Beauty from ashes. The hopeful thought that something good can emerge from trials, or that something ugly can be transformed into something beautiful.
The phrase belies itself. “Ashes” are kind of a pretty image. Picture a humble muted-green bowl on a homey wooden kitchen table neatly filled with a casual pile of gray ashes lit by the natural sunlight of a wooden window with garden flowers in bottles on the ledge which looks out on sprawling farmland.

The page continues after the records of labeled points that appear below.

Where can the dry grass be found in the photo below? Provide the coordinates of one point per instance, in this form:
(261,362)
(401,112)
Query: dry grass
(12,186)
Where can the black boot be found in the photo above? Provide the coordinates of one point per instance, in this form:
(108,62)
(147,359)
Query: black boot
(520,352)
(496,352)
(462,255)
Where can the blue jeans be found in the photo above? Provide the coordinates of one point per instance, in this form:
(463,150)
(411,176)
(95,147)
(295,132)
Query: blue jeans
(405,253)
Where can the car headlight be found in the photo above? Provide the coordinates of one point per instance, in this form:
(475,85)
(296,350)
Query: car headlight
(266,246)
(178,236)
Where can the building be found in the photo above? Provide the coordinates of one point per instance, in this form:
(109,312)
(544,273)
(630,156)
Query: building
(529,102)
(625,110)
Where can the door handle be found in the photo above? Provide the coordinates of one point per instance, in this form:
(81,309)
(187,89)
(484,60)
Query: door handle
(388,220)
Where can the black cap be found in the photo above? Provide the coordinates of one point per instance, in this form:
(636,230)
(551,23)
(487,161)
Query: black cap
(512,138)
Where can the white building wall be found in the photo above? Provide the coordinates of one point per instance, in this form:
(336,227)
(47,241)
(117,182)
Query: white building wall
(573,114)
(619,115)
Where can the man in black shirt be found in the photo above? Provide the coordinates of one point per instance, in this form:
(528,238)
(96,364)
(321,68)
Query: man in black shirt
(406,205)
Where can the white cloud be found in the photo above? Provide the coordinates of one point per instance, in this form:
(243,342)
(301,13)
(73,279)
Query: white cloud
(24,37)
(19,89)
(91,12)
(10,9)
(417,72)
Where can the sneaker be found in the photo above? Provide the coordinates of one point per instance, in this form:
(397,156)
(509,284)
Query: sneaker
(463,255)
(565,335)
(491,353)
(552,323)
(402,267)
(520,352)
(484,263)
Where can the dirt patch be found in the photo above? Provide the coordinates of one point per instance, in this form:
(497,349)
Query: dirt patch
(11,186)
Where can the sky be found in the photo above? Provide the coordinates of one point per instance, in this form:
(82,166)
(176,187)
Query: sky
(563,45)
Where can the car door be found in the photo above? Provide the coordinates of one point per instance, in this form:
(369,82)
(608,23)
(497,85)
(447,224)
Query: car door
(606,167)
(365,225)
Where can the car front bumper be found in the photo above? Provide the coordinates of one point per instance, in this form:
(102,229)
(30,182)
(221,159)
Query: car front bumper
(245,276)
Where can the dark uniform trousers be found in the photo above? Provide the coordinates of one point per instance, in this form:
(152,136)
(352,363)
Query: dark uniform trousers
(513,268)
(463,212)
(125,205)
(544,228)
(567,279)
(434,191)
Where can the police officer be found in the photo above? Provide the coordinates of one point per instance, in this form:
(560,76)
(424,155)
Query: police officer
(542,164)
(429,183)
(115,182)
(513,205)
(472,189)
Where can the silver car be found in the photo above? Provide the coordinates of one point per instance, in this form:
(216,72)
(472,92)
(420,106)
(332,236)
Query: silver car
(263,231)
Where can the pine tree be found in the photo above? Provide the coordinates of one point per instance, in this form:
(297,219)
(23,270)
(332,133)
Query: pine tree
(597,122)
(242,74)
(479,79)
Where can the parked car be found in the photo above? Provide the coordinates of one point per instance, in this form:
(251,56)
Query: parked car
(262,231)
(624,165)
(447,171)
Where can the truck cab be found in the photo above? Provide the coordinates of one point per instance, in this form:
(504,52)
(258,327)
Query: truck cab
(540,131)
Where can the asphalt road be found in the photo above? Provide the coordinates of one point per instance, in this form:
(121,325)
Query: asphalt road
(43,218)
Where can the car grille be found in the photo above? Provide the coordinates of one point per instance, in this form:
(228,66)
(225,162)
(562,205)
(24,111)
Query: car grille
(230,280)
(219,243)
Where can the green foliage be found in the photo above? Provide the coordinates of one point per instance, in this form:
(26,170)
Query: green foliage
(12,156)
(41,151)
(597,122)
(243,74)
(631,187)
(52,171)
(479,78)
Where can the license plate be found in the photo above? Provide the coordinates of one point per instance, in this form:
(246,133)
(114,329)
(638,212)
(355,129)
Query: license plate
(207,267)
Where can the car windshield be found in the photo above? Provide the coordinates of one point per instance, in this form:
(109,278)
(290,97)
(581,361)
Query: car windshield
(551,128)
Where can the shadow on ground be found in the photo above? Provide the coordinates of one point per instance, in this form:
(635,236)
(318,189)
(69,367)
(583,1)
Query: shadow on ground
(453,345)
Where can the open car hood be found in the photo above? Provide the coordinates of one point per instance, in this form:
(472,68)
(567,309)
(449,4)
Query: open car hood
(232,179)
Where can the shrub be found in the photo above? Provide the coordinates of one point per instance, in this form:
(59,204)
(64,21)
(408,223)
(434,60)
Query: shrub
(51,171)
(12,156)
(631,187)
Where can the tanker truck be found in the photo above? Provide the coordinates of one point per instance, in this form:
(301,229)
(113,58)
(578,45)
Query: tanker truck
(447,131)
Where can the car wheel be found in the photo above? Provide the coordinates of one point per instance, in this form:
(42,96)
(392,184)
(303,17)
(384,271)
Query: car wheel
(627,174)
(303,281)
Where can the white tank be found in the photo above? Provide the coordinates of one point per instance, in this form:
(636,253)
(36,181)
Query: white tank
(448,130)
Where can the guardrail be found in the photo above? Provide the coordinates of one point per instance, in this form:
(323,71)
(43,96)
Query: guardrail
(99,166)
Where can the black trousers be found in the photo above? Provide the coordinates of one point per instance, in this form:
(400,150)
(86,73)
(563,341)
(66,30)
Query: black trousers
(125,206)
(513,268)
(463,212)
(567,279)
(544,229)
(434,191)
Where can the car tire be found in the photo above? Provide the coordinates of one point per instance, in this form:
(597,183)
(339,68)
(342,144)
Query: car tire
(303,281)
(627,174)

We women have a tick, a habit, a default behavior. It is to turn every disagreeable thing into a pretty thing. We must make all ashes into beauty ASAP. Every ugly thing must be subjected to a makeover. If it’s beautiful we can live with it.
But ashes aren’t really ugly. There are much uglier and messier things than ashes. Everyday life presents us with the mundane forms of ugly: dirt, grime, disorder. Endless little urgent tasks which seem to add up to a pointless waste of time. Tending other people’s sicknesses. Tending other people’s felt needs til multitasking is an understatement. Futile wastes of our precious effort.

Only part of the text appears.